Introduction

Posttraumatic segmental bone defect still poses a great challenge to orthopedic surgeon in the setting of infection owing to complicated complications and long disease course, the anti-infection, stably fixation, bony union need to be taken into account [1]. Since 2000, Masquelet’s induced membrane technique (MIMT) [2] has shown great promise to reconstruct bone defect caused by trauma, tumor or infection [3], compared with illizarov bone transport which is also widely accepted as one of ideal method for infective bone loss, MIMT leads to continuous anti-infection, less bone union time and better functional outcome [4] as a result of two-stage technique that include debridement, antibiotic loaded cement spacer, and autogenous bone graft [5]. The advantage of Masquelet technique had led to a world‐wide increase in MIMT procedures over the past 2 decades [6,7,8,9]. However, some literatures reported the increased risk of treatment failure for defect over 80 cc in volume [10], bone nonunion, iliac wing fracture, hematoma and insufficient functional exercise are less likely to avoid in broad infective bone defect cases regardless of the management [11].

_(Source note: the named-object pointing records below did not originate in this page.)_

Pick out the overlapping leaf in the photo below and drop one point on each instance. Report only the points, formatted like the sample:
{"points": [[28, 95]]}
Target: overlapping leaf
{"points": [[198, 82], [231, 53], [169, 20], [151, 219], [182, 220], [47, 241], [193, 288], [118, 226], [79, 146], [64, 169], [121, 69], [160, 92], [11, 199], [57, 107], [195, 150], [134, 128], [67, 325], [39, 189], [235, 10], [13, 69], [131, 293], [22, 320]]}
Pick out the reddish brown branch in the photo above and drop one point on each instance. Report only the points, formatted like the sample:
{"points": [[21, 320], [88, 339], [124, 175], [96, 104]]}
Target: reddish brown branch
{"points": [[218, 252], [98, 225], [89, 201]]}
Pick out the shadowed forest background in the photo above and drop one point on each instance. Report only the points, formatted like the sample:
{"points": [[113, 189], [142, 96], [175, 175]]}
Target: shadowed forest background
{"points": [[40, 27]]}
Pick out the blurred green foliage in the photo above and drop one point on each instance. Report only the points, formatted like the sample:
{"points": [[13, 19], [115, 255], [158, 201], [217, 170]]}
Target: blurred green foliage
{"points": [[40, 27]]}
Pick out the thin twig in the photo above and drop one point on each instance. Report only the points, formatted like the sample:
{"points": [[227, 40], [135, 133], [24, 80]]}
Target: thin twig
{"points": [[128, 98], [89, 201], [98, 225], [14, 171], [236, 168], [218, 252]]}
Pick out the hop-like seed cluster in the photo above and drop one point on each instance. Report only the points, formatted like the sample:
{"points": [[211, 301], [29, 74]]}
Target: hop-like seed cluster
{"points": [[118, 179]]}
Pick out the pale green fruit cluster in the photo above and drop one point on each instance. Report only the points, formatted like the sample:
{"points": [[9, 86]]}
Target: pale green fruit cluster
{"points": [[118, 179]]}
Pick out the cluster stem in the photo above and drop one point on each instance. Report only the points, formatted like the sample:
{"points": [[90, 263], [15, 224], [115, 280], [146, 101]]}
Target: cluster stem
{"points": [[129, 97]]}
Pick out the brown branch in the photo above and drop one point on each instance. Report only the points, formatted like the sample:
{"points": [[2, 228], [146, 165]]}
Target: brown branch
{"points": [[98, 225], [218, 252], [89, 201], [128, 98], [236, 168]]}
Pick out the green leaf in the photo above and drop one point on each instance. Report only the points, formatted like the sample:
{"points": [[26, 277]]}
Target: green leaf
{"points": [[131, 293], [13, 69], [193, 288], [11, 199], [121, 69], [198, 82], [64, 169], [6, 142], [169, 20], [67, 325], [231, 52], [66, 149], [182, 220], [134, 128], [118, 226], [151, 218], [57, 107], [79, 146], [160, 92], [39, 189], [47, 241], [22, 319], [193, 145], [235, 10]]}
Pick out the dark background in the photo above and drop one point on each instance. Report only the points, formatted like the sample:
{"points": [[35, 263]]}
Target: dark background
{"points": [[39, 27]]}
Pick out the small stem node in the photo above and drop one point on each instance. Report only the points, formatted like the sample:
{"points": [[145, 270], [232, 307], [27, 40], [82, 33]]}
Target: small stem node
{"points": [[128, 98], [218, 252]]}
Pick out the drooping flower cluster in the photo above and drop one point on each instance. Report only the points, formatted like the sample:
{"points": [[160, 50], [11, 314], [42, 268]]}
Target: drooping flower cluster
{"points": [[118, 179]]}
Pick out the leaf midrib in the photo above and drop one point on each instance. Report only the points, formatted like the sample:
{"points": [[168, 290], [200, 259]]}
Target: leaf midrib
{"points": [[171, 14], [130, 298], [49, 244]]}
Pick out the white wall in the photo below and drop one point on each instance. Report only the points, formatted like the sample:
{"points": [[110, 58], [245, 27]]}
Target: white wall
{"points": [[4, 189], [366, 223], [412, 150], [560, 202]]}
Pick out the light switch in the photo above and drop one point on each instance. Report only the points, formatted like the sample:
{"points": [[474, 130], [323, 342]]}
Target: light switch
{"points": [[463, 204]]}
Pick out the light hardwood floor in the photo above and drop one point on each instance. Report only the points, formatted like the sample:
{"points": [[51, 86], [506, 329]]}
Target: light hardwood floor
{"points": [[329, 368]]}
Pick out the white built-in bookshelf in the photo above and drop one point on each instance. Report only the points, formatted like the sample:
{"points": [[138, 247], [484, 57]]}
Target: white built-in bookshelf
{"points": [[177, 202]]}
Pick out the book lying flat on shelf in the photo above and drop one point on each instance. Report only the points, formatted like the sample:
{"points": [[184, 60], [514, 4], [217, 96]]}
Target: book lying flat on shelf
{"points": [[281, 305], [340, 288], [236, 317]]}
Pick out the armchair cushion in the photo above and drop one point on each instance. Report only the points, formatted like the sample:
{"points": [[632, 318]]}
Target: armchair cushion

The 3D-printed implant emerged as a novel mean for MIMT to reconstruct broad bone loss, studies have shown positive results of implanting customized 3D-printed titanium cages with limited autograft and allogeneic cancellous bone after infection controlling by antibiotic loaded cement spacer in stage I [1]. As a substitution of simply bone graft, the 3D printed titanium prosthesis may improve the clinical efficacy by providing stable scaffold for osteogenesis [12]. However, in terms of material science, 3D-printed porous tantalum has been proved to be more similar to bone scaffold than titanium in both microstructural and biomechanical properties [13]. Although 3D-printed porous tantalum prosthesis have been used in clinical studies in the field of orthopedics, both the limb sparing surgery of osteosarcoma and reconstruction surgery for infected bone defect after knee arthroplasty, the personalized prosthesis shown satisfactory outcomes [10, 14], to our knowledge, there are less systematically literature report about clinical application of 3D-printed porous tantalum prosthesis for segmental infected bone defects caused by osteomyelitis. This manuscript reported the preliminary outcomes in clinical series using customized 3D-printed porous tantalum scaffolds combined with MIMT to reconstruct infective femur defect, the procedure included a first stage with antibiotic cement spacer follow debridement as Maquelet’s description [2], then the 3D-printed porous tantalum prosthesis bonded to a locking plate was implanted into the spacer. The primary purpose of this article was to evaluate clinical effect of using a relatively new porous scaffolds as an alternative filler for bone graft.

Materials and methods

Two clinically experienced orthopedic surgeons assess the outcome based on postoperative radiological findings and fracture healing scores. This study was approved by the Human Research Ethics Committee of Hospital No. 920. The results of this treatment was based on bone union status, infection control, deformity correction and limb length discrepancy, the same as the Paley [15] principle.

Selecting criteria

Exclusion criteria

Juvenile patients (age < 18 years); unwilling or unable to participate in this study; patients with systemic multiple organ dysfunction or long-term treatment with steroids, acquired immunodeficiency diseases; length of follow-up time < 6 months. Inclusion criteria: adult patient (age ≥ 18 years), post-traumatic infective femoral bone loss, the length of bone defect > 5 cm after debridement, consent to use 3D-printed porous tantalum to complete reconstruction. X-ray, CT scan and 3D image, MRI and isotope bone scanning were performed to evaluate the length of bone defect and infective range of soft tissue in all patients, laboratory test as blood routine, liver and kidney function, blood biochemistry to access general condition, C reactive protein (CRP) and erythrocyte sedimentation rate (ESR) to estimate activity of inflammation. Meanwhile, some secretion samples from sinus tract were collected to perform bacterial cultivate and antibiotic sensitivity test in severe infective cases.

Surgical procedure

All patients with infective femoral segmental bone defect underwent 2 steps operative technique as part of the treatment plan, the initial step involve resection of devitalized bone fragment and soft tissue according to preoperative radiological examination, the symbol of a successful debridement was fresh blood flowing out from both the skeleton stumps and soft tissue, avoid to injury vital vessels and nerves in deep tissue. The bone cavity was filled with vancomycin loaded cement spacer, stabilized by anatomical plate to maintain the length of femur and limb mobilization. The infective sample around bone fragment was collected again to confirm sensitive antibiotics. In this step, 4 g of vancomycin mixed with every 40 g of bone cement, the high-dose of antibiotics would release in local to control possibly remaining inflammation [11]. Patients kept on protected weight bearing before the next surgery, the debridement should performed again if infection recurrent.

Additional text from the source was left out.